We Can Only Create Value With The Customer, Not For The Customer
For regular readers, you probably are wondering, I’ve long talked about the importance of value creation. Recently, there has been quite a bit of discussion about this following my post Can Sales Create Value, both on this blog and at Customerthink. I encourage you to read the comments/discussion. They are perhaps better than the original post.
I’ve been reminded by a few people that we create value with the customer, not for the customer. Lest you think this is wordsmithing, it’s an important distinction.
Often, we think of creating value by provoking the customer to think differently about their business. Whether it’s insight we provide, something we teach, identifying opportunities they may be missing, or pointing out problems they may not realize they are having.

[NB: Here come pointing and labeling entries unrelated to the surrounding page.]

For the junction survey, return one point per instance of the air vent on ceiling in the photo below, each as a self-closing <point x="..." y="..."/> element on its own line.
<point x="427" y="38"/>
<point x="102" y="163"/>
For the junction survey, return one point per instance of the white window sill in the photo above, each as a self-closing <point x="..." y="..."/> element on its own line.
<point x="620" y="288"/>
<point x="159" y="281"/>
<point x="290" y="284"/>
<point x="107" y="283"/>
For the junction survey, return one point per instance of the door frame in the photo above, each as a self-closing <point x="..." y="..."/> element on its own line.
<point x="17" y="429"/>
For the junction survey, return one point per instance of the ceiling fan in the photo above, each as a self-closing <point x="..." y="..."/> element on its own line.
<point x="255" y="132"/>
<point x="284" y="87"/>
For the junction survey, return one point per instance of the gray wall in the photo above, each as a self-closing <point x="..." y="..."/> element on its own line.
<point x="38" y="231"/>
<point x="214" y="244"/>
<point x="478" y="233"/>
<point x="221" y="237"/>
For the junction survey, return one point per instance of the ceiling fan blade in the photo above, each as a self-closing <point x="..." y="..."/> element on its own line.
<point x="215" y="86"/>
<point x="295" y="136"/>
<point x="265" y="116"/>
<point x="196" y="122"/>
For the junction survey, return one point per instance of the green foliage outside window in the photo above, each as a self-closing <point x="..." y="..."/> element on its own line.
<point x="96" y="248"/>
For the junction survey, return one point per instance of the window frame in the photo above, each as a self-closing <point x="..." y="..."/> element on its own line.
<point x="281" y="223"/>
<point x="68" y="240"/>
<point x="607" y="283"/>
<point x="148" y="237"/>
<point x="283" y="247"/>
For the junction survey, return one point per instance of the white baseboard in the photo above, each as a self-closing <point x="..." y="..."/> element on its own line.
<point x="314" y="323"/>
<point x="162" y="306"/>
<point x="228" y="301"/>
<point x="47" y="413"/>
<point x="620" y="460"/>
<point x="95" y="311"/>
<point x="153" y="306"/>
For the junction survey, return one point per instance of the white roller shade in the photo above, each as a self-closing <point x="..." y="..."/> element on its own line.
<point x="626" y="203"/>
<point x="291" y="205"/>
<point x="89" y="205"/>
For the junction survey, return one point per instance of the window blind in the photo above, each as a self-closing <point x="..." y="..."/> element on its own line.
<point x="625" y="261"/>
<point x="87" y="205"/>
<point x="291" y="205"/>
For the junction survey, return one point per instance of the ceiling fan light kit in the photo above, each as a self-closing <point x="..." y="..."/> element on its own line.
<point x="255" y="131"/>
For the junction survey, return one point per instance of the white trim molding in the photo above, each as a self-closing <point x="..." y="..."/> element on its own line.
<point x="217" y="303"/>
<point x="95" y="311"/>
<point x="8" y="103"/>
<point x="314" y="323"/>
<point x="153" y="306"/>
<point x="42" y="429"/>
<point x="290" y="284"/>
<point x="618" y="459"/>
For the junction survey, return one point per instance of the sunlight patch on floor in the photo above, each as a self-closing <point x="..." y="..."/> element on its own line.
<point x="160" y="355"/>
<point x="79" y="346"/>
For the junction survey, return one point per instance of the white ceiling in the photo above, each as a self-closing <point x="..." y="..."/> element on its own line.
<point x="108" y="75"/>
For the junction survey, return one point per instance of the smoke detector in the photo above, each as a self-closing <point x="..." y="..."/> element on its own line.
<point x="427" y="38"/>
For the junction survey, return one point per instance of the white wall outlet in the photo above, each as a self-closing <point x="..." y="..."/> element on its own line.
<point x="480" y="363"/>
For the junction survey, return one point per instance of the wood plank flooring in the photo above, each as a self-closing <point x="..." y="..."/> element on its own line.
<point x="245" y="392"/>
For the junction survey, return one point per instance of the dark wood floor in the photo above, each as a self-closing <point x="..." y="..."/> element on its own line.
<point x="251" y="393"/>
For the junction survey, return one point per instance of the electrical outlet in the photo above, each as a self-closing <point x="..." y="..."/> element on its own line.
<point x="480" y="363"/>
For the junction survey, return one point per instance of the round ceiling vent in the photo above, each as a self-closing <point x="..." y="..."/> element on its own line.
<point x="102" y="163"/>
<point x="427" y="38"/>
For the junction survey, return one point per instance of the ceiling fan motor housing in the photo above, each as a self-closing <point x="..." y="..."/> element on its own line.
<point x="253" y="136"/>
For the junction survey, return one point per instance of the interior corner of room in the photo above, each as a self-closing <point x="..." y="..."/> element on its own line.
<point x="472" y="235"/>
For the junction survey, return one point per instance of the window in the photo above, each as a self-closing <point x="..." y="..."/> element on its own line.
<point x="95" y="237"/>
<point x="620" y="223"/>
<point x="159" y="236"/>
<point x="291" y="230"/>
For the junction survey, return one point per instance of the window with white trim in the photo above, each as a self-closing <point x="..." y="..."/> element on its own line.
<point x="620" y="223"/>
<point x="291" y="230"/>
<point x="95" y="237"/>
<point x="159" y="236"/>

Until we’ve capture their attention or imaginations, until they respond, “Tell me more,” or, “I think that’s BS,” we don’t have them engaged. Without that engagement, change is impossible and no value can be created. Our attempts at creating value are nothing more than opinions or pitches falling on deaf ears.
So it always takes two to tangle when we talk about value creation. And that’s where the real magic actually happens. The conversations, debate, shared problem solving we engage in with the customer always creates far better outcomes. It’s in the process of sharing ideas, looking at alternatives, challenging each other’s premises and biases that the real learning and innovation occurs.
Consequently, it only makes sense to create value with the customer not for the customer.
Having said this, it is incumbent on the sales person to do everything possible to initiate this process, to provoke the idea, to start the dialog, conversation, collaboration.
Too often, our customers just don’t know, and why should they? After all, their jobs are not to be experts in solving these problems. Their jobs are to run their businesses, achieving the goals and results they expect.
Customers may initiate these conversations, but we can’t wait for them. They may never get there, they may get there too slowly—consequently losing tremendous opportunity.
I suppose if one really looks at things, we never can do something “for” a customer, or anyone for that matter. Change requires the active engagement of everyone involved.